At the supply end, he has followed a classic play straight out of traditional Japanese business culture by cultivating close relationships with the tea farmers.
“Nothing was easy at the beginning, but I kept to my way,” he said of gaining the farmers’ understanding.
“When they know who you are, they make you welcome, And when they start to make you welcome, you are always welcome.”
Danton is cementing these bonds by organizing agro-tourism trips to the town from Tokyo – trips that take in a ride on a steam train, a stop at a hot spring and a visit to the terraces to meet the farmers.
Personal relationships didn’t mean tying himself to one supplier – Danton approached the Japan Agriculture branch in Kawane and the town’s mayor. “I said, Ocharaka wants some tea at this price, who can supply it? That way, I can work with everybody – not just with one farmer.”
On the demand side, Danton sells through his shop in Kichijoji and online. But he has steadfastly refused to pursue partnerships that could increase sales at the risk of diluting his control of the company.
When a major department store asked him to open a satellite branch, he refused. “People were saying to me, ‘But Stephane, you’ll have good sales.’ I said, ‘Yes, it is good for them but is it good for me?’ I sell all my goods and I can get 20 percent [of the profit].”
“For a long time I will work for them, not for me.”
He may sound stubbornly independent, but Danton says that to survive in Japan, foreigners need to be flexible.
“I am like a chameleon. If it is green, I am green. If it is red, then I am red. It is the best way to be.
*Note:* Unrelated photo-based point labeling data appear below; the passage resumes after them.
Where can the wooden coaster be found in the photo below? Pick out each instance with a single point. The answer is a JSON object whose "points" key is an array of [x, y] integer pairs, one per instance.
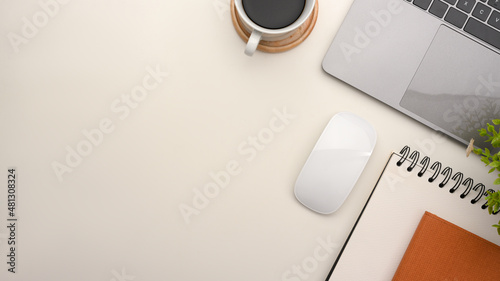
{"points": [[297, 37]]}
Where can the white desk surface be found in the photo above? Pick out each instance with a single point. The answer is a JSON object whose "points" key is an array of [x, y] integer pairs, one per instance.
{"points": [[115, 212]]}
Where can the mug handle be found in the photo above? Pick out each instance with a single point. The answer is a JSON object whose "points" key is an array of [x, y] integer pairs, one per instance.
{"points": [[253, 42]]}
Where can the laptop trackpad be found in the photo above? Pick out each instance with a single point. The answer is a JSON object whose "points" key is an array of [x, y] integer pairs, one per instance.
{"points": [[457, 85]]}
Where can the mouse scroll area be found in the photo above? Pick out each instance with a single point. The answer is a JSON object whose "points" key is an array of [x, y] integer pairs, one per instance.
{"points": [[335, 163]]}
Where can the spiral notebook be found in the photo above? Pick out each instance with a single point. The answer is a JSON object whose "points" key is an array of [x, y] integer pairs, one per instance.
{"points": [[409, 186]]}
If you don’t do that, you won’t be able to live here… you won’t be happy wherever you go.”
That isn’t to say you should go completely native – foreigners who try to be “more Japanese than the Japanese” are described by Danton as “tatami-ze” – French slang based on the traditional rush-mat flooring.
“I like Japan, but I am not tatamize,” he said. “Sometimes I read in the newspaper about an American guy who wears yukata and everything in his house is [traditional] Japanese… no no no, don’t throw away your culture.” “Keep your own personality, but adapt.”